Os resultados desse inquérito foram objecto de publicação em Relatório circunstanciado. O então Departamento da Educação Básica publicou vários pequenos livros sobre o tema (por exemplo, Gestão Curricular. Fundamentos e Práticas, da autoria de Maria do Céu Roldão), mas outros surgiram, patrocinados por editoras, que promoveram acções de formação em todo o país.
 


 Logo após a divulgação do Relatório o Ministério da Educação decidiu a abertura de um relativamente largo período de “experimentação” (as aspas indicam que não teve nunca as características de uma verdadeira experimentação, mas serviu para se poderem tirar conclusões credíveis) que ocorreu entre 1998 e 2001. Foi criado um “Conselho de Acompanhamento do Desenvolvimento dos Projectos de Gestão Curricular Flexível”, representativo de diversas instâncias educativas, que desde 1997-98 a 2000-2001, esteve atento às várias escolas que se dispuseram a flexibilizar o currículo, apresentando-se a concurso. Em 1997-1998 o projecto foi implementado em apenas 10 escolas; em 1998-1999 o número de participantes foi 39; e as escolas interessadas foram aumentando, 93 em 1999-2000 e 187 em 2000-2001.

Na altura, as opiniões de professores e técnicos da educação dividiam-se: havia quem tivesse aderido convictamente ao projecto e quem duvidasse da sua exequibilidade. Incluía-me no grupo dos primeiros. Estava – e estou – completamente de acordo com colocar nas mãos dos professores (podia escrever das escolas, mas prefiro ir direito aos executantes principais) a gestão pedagógica das aprendizagens dos seus alunos.

Entretanto, o Ministério da Educação, baseado nos indicadores obtidos, publica em Janeiro de 2001 a legislação que contempla a reorganização curricular dos ensinos básico e secundário. No caso do ensino básico, o currículo é entendido como o meio de os alunos adquirirem as competências que lhes permitam aprender ao longo da vida, através das diferentes linguagens – as línguas, a matemática, a gestual, a estética – mas também que aprenda a ser cidadão e a obter a informação necessária para aprender. Por isso surgem novidades como a criação de áreas curriculares não-disciplinares, Projecto, Estudo Acompanhado e Formação Cívica, bem como a sugestão de formações transdisciplinares, com especial relevo para a Educação para a Cidadania e para as Tecnologias da Informação e Comunicação.
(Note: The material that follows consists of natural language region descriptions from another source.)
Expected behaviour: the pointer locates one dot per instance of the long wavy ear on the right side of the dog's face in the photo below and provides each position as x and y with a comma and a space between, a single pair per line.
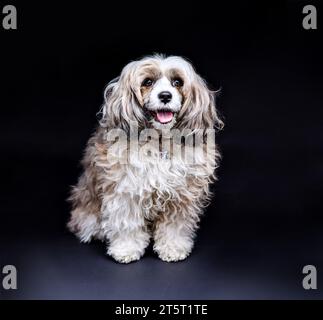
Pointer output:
199, 109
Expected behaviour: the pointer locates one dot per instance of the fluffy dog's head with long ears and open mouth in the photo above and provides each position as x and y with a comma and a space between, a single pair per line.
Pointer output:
159, 92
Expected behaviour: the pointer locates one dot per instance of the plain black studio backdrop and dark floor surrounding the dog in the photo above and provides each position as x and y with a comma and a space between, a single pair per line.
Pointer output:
265, 222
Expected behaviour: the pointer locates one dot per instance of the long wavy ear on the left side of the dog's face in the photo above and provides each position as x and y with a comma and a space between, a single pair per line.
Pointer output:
121, 106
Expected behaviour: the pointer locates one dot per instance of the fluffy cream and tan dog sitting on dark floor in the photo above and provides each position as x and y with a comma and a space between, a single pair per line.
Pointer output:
157, 195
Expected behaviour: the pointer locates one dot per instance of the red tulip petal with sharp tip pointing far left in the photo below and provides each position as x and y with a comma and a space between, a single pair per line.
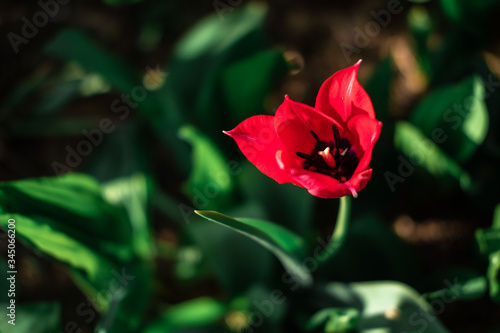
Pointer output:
259, 142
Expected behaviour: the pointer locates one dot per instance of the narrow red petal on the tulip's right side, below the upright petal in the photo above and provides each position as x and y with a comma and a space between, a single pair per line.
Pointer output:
367, 132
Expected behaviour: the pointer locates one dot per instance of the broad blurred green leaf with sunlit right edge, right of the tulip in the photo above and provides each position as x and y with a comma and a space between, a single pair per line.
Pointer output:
455, 117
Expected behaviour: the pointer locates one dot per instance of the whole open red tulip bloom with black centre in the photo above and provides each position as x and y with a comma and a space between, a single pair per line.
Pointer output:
325, 149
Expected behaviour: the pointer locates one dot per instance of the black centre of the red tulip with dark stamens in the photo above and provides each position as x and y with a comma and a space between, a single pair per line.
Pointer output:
335, 158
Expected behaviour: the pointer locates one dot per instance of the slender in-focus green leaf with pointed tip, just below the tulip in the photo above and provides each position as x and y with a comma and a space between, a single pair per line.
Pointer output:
285, 245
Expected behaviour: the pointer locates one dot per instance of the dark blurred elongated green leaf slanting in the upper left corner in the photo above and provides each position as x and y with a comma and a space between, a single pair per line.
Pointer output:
72, 44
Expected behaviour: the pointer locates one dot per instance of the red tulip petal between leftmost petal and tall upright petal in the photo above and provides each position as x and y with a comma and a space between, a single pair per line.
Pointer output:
297, 124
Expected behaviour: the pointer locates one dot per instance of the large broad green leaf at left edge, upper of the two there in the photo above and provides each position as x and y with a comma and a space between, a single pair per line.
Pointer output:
72, 205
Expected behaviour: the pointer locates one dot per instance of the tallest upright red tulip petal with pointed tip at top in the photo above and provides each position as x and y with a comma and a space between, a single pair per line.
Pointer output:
342, 97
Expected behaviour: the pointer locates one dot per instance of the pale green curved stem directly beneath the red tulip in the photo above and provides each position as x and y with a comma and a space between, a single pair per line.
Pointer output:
340, 232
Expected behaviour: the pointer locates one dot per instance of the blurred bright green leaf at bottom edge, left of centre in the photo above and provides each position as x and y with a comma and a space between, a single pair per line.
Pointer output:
194, 313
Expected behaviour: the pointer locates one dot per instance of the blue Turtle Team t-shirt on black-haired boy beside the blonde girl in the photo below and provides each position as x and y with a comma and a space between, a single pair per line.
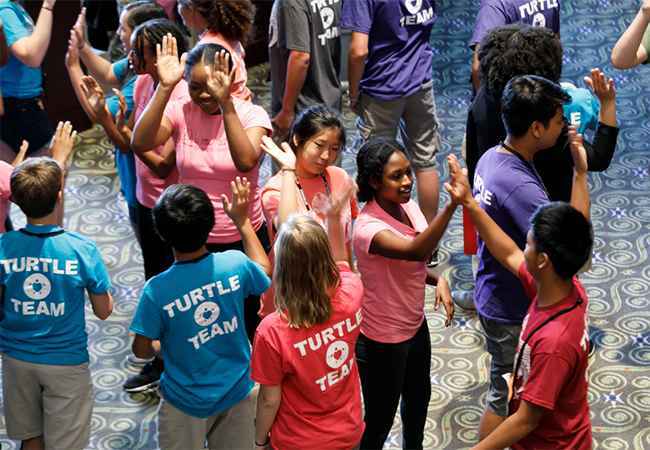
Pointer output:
196, 310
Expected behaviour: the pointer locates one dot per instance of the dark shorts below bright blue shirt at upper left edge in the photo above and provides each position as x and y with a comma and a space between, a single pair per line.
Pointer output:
24, 119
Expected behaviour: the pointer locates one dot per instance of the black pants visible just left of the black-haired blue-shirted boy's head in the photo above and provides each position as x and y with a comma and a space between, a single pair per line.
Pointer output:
157, 254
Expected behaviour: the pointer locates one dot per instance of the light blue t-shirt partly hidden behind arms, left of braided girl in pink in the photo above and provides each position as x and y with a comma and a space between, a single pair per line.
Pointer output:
125, 162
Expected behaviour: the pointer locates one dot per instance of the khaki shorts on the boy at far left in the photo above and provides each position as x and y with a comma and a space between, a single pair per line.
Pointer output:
49, 400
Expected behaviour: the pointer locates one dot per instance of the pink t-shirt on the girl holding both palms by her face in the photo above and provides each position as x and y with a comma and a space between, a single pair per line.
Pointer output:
203, 159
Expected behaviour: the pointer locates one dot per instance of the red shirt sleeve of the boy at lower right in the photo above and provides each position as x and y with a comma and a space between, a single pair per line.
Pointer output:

Foram também introduzidas actividades de complemento curricular (como o Inglês no caso do 1º ciclo).

O Departamento de Educação Básica publica, entretanto, dois livros, em 2001 e 2002, ambos com o título Gestão Flexível do Currículo, o primeiro com o subtítulo Escolas Partilham Experiências, e o segundo com o subtítulo Reflexões de Formadores e Investigadores. Os textos, de um modo geral, avalizavam a decisão tomada.


Estávamos, no entanto, num período conturbado: em Dezembro de 2001 a demissão do governo vai levar a uma mudança política e quando, em Abril de 2002, o novo governo toma posse, o Ministro designado, David Justino, ainda que não tenha revogado legislação, mostrou claramente que não era a favor do que se estava a construir. E sem apoio do Ministério pode dizer-se que aí acabou o projecto da gestão flexível do currículo. O óbito só foi lavrado em 2012, com a publicação do Decreto-Lei nº 139/2012, de 5 de Julho.
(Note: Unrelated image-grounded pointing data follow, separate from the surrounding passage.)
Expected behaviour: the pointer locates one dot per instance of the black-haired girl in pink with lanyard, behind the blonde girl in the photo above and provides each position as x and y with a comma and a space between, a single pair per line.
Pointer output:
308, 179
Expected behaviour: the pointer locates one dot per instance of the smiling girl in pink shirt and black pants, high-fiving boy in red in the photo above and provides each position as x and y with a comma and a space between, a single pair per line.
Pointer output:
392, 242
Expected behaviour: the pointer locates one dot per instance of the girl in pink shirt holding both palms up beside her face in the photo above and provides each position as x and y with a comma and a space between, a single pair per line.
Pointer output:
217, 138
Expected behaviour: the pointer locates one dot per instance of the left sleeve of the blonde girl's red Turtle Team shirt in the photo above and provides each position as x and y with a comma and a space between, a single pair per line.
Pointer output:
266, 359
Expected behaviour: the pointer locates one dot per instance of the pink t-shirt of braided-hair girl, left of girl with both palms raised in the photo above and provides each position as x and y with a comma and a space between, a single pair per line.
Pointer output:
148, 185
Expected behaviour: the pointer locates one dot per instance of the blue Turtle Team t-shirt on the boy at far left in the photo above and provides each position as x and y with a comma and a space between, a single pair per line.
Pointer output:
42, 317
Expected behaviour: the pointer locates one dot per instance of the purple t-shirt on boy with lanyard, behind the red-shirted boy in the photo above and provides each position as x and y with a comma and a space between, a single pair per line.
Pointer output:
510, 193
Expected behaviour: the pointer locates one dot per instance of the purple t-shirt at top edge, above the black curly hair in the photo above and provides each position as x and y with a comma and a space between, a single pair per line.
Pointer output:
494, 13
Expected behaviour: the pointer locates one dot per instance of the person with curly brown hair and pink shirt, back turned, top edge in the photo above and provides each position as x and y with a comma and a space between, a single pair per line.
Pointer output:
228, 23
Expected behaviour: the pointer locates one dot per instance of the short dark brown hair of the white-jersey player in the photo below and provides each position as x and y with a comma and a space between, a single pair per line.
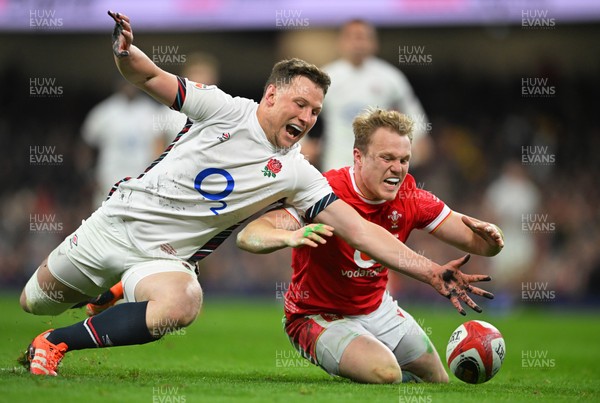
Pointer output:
285, 71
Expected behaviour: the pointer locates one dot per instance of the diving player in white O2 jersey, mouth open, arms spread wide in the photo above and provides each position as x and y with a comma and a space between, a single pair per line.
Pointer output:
233, 158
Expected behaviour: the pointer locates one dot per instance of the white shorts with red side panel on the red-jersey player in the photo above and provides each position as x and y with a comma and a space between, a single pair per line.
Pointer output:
323, 338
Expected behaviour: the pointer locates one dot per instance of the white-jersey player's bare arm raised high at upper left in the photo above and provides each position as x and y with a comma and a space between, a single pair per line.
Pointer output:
136, 67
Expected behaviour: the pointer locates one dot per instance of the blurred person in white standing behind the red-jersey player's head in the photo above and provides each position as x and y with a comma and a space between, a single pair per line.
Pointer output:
358, 80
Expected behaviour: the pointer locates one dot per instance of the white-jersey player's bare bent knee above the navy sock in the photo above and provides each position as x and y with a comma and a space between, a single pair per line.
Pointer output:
174, 301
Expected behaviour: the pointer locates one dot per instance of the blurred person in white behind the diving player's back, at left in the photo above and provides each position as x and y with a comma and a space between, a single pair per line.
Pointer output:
124, 131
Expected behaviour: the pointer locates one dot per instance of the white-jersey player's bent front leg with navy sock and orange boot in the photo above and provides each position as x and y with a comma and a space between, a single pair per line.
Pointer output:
165, 301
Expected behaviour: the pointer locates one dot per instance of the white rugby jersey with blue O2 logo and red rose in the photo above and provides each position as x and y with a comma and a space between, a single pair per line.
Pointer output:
218, 172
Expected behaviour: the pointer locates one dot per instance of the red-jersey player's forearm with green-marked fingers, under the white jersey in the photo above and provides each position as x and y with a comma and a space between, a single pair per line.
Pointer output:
277, 229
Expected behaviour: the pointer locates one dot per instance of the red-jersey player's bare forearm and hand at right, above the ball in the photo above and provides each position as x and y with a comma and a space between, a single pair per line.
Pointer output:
471, 235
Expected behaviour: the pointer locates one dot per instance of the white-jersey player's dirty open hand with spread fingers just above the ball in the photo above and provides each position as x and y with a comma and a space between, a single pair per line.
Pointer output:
453, 284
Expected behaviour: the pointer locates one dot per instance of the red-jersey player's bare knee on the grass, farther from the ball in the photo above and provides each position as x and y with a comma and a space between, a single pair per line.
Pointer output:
368, 360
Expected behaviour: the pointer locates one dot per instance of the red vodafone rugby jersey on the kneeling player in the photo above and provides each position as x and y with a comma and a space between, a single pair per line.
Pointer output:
335, 278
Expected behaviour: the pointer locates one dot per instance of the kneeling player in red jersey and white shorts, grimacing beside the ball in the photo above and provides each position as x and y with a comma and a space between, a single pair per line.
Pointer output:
338, 313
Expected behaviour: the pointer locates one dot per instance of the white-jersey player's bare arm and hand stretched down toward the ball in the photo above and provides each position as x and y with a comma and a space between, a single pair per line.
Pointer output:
382, 246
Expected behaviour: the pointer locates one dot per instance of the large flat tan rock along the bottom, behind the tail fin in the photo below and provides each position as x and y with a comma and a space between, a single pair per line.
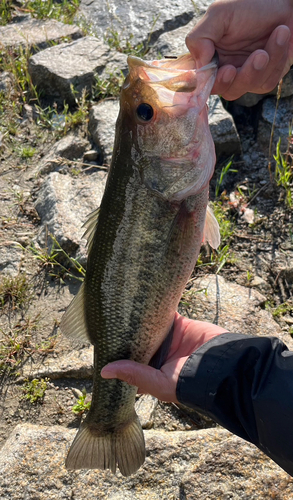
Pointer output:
208, 464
O retomar de princípios que restituem às escolas e aos professores a gestão curricular, o que não sendo tarefa fácil é uma tarefa nobre, própria de profissionais, mesmo que tenha ressuscitado a ira dos que pensam a educação como o puro acto de transmissão de conhecimentos, dá-nos esperança que desta vez não se perca a oportunidade de assumir a educação como um processo global, o que cada vez mais se torna imprescindível num mundo que está a mudar muito mais depressa do que o que pensávamos há vinte anos.

Reparei que, ao começar a escrever este texto, coloquei no título um ponto de interrogação. Novidades? Bom, em parte.




2017/02/14

A ter em conta na política educativa

Não tenho cumprido o que de algum modo me propus ao aceitar o convite para colaborar no DdD – publicar posts sobre educação, tal como faço n' A Memória Flutuante. Depois de tê-lo feito numa fase inicial, a pouco e pouco perdi a vontade. Talvez esta pouca apetência tenha a ver com um certo distanciamento da acção do Ministério da Educação do actual governo, que embora satisfizesse um objectivo que me agradou – eliminar os desvios de Nuno Crato ao que vigorava antes do seu consulado – não fazia mais do que tomar medidas avulsas.

Acontece que, neste momento, há razões para deixar de estar silencioso. Menos de um ano depois de ser constituído um grupo de trabalho com a finalidade de definir o “perfil do aluno para o século XXI”, foi apresentado um documento com esse mesmo título (que pode ser obtido aqui) e que está em consulta pública até ao dia 13 de Março.

É um documento relativamente curto, o que é bom. Futuros desenvolvimentos serão necessários, mas para já o que é dito é suficiente. Expõe com clareza princípios que nem sequer são uma novidade: o que se propõe (com diferenças devidas à óbvia distância temporal) é o que foi pensado e executado no tempo do Ministro Marçal Grilo e da Secretária de Estado Ana Benavente e que levou à reorganização curricular dos ensinos básico e secundário do início do século. Infelizmente a força dessa mudança esmoreceu com rapidez: lamentavelmente, os governos posteriores, todos, não deram suporte ao que fora feito.

Como é óbvio, a proposta que está, a partir de agora, em discussão, tem uma dimensão ideológica clara, definidora de uma política educativa. Por isso haverá quem a conteste pelo seu cunho humanista, pela valorização das competências (ostracizadas por Crato), por voltar a propor a flexibilização curricular. Como fiz no passado, defendo abertamente esta visão da educação. Mais: continuo a pensar que só com currículos flexíveis se podem eliminar as altas percentagens de insucesso nas nossas escolas, sem que isso signifique que todos os alunos não cumpram os objectivos fixados previamente.

Seria bom que qualquer decisão sobre este assunto tivesse a maior convergência possível, para que um futuro governo de cor diferente (ou, até, da mesma cor, mas com um ministro diferente!) não se lembrasse de mudar outra vez, estabelecendo outros princípios.


Há ainda um problema fundamental a referir. Nenhuma alteração em educação terá êxito se quem tem de executá-la não a sentir como sua. No final dos anos 90 do século passado, tentou-se, através de um projecto interessante de envolvimento de escolas no processo de reorganização, que um número considerável de professores assumisse as novidades. Há, aliás, relatos dessas vivências que mostram como foram positivas. Seria lastimável que não se cuidasse, com tempo e meios, de estabelecer um programa de informação e formação adequado que motive os professores a actuarem de acordo com os princípios definidos.